Barreau president vows to fight federal omnibus crime bill

The Barreau du Quebec’s new president has vowed to lead the fight against the federal government’s omnibus crime bill after taking the helm last weekend.

Nicolas Plourde said the barreau’s general council was unanimous in its support for a court challenge to Bill C-10, the Safe Streets and Communities Act. The bill, which received Royal assent in March, includes new mandatory minimum sentences for various offences, the elimination of conditional sentences for some crimes, and harsher penalties for violent young offenders.

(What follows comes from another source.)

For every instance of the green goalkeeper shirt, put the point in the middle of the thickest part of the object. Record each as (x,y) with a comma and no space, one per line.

The bill “undermines the independence of the courts and the fundamental principles of our criminal justice system,” Plourde said in a statement.

Plourde, a litigation and financial services partner in the Montreal office of Heenan Blaikie LLP, took over the presidency from Louis Masson on June 9 following a ceremony at the barreau’s annual congress. He previously served as president of the Montreal Bar between 2009 and 2010, and was also president of the Young Bar Association of Montreal between 1997 and 1998.

Plourde also promised a review of the barreau’s compensation fund, which handles claims of misappropriation by lawyers, but does not cover damages resulting from fraud. He intends to raise limits on the fund, which currently caps compensation at $50,000 per claim and $250,000 for all claims involving the same lawyer.

Underfunding of the justice system is another area Plourde plans to focus on during his tenure. Despite recent cash injections by the provincial government, he said justice remained the “poor child of our society.”